Most are rising stars of the party, and they showcase growing diversity. Martinez is the first Latina governor of New Mexico, and Haley is Indian-American and the youngest governor at 40.

Walker, who survived a recall election last year, said voters are more interested in performance than politics.

“I believe if you want to transform America, you do it one state at a time,” Walker said, touting what he called the GOP’s “pro-growth” agenda. “The best thing we can do in our country is to grow the economy.”

Walker is also on the long list of governors with potential White House prospects, which includes Jindal, Christie, Ohio Gov. John Kasich and Texas Gov. Rick Perry, who said he’s “leaving the door open” for another presidential run after dropping out of the GOP primary this year.

While the GOP governors represent a deep pool of potential candidates, they’re not alone. A top prospect is U.S. Sen. Marco Rubio, the Florida Republican who decided to travel to Iowa over the weekend to help Iowa Gov. Terry Branstad celebrate his birthday. Iowa is the first caucus state in the nation, an early testing ground for presidential hopefuls.

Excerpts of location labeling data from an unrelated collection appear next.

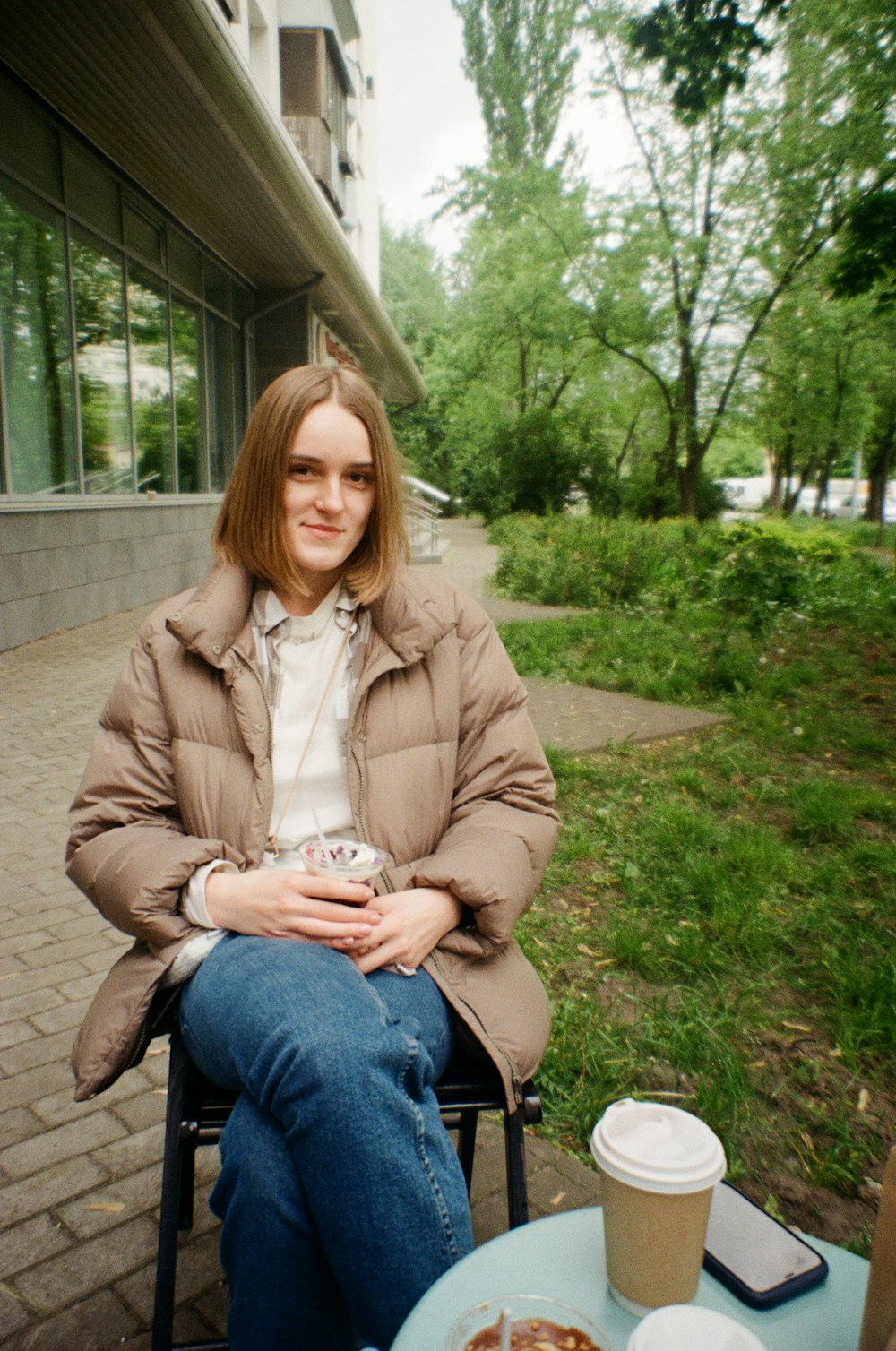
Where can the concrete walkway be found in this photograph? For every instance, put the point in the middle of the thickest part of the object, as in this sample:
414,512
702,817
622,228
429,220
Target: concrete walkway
79,1183
564,715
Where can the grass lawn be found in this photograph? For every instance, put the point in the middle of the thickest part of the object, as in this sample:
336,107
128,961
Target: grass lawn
718,925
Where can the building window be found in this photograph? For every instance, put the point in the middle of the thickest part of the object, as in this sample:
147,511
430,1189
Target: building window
37,346
314,90
100,340
120,354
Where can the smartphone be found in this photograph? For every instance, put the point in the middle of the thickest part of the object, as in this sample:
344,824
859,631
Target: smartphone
755,1257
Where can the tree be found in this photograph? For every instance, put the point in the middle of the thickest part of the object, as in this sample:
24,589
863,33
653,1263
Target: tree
519,56
414,293
814,362
746,177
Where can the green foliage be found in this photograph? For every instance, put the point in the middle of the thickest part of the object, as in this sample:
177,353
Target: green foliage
717,922
704,47
521,58
746,573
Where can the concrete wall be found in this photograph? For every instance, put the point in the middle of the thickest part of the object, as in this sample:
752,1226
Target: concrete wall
66,565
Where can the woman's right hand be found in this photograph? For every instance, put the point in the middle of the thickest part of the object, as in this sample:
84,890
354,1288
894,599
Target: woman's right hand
281,903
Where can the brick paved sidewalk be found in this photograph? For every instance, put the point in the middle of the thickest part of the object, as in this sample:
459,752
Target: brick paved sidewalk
79,1183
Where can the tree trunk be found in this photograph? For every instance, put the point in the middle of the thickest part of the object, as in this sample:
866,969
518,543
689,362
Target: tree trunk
882,460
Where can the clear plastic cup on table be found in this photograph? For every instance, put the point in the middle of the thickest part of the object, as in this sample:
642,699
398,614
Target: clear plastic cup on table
350,861
537,1321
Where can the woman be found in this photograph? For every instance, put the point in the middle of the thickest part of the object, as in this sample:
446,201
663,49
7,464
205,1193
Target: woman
314,672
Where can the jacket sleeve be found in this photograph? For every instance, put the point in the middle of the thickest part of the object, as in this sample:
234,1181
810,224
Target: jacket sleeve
127,850
503,824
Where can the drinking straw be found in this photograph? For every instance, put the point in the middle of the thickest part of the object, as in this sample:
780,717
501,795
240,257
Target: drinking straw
324,843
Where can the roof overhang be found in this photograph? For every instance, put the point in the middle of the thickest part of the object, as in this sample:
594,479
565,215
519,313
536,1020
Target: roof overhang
159,87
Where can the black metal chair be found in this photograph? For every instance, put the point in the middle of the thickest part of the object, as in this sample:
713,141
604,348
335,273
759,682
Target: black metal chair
197,1112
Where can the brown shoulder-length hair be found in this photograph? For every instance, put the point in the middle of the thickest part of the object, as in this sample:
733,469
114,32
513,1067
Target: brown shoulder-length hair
250,524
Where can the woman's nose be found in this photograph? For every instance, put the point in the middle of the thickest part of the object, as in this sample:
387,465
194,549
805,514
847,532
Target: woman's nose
330,495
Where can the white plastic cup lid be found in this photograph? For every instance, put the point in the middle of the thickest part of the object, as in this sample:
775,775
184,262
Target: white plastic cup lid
657,1148
684,1327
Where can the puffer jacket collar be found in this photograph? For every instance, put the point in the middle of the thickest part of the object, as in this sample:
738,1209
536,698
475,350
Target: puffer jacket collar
215,617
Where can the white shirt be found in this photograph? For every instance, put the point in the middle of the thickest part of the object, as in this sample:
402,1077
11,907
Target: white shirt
306,650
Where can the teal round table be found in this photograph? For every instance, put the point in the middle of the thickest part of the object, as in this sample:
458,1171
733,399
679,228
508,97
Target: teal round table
563,1255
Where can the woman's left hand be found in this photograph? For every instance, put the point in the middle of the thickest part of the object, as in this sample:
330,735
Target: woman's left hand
412,923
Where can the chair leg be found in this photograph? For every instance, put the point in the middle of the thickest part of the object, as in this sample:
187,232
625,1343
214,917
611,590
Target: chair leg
515,1156
467,1143
167,1260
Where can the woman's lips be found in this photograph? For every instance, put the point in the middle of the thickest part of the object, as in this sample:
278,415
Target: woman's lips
324,531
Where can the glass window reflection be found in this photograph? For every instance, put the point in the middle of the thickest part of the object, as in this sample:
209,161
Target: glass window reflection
151,383
37,346
185,331
222,356
98,284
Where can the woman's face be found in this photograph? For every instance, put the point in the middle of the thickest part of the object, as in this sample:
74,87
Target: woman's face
327,497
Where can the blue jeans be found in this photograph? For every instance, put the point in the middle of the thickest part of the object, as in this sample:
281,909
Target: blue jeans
340,1194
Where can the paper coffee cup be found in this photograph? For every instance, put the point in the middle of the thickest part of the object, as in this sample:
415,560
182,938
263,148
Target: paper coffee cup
659,1167
350,861
683,1327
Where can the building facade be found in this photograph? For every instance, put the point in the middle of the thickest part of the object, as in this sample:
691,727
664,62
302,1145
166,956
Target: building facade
186,208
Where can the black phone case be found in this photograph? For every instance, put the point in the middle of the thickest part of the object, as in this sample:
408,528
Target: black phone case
779,1293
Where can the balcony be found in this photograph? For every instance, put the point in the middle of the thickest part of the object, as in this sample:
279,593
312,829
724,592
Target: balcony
327,164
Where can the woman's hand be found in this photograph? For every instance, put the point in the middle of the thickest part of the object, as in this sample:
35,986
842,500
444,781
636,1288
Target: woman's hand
280,903
411,923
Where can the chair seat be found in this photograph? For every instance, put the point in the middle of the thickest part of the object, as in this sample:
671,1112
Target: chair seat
197,1111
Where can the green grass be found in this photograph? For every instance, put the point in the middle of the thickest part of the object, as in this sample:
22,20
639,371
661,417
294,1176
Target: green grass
718,925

Romney’s former running mate, U.S. Rep. Paul Ryan, R-Wis., also is a potential presidential candidate, as is U.S. Sen. Rand Paul, R-Ky. He might inherit some of the followers of his more libertarian father, U.S. Rep. Ron Paul of Texas, a two-time candidate who challenged Romney through the GOP convention.

On the Democratic side, Secretary of State Hillary Clinton, who nearly beat Obama in the 2008 primary, is seen as the strongest 2016 contender if she decides to make another run. The former U.S. senator from New York and wife of former President Bill Clinton, who campaigned heavily for Obama this year, has said she’s not interested.

Vice President Joe Biden has suggested he might run. Former New York Gov. Andrew Cuomo also is a top prospect, as is Maryland Gov. Martin O’Malley, chairman of the Democratic Governors Association.

Jindal, for one, seemed to be chomping at the bit to take on anyone from the competition.

“America doesn’t need two liberal parties,” Jindal said, adding that even through the GOP needs to adapt to change it should never abandon its conservative, small government goals.

“I think we need to be true to our principles,” Jindal said.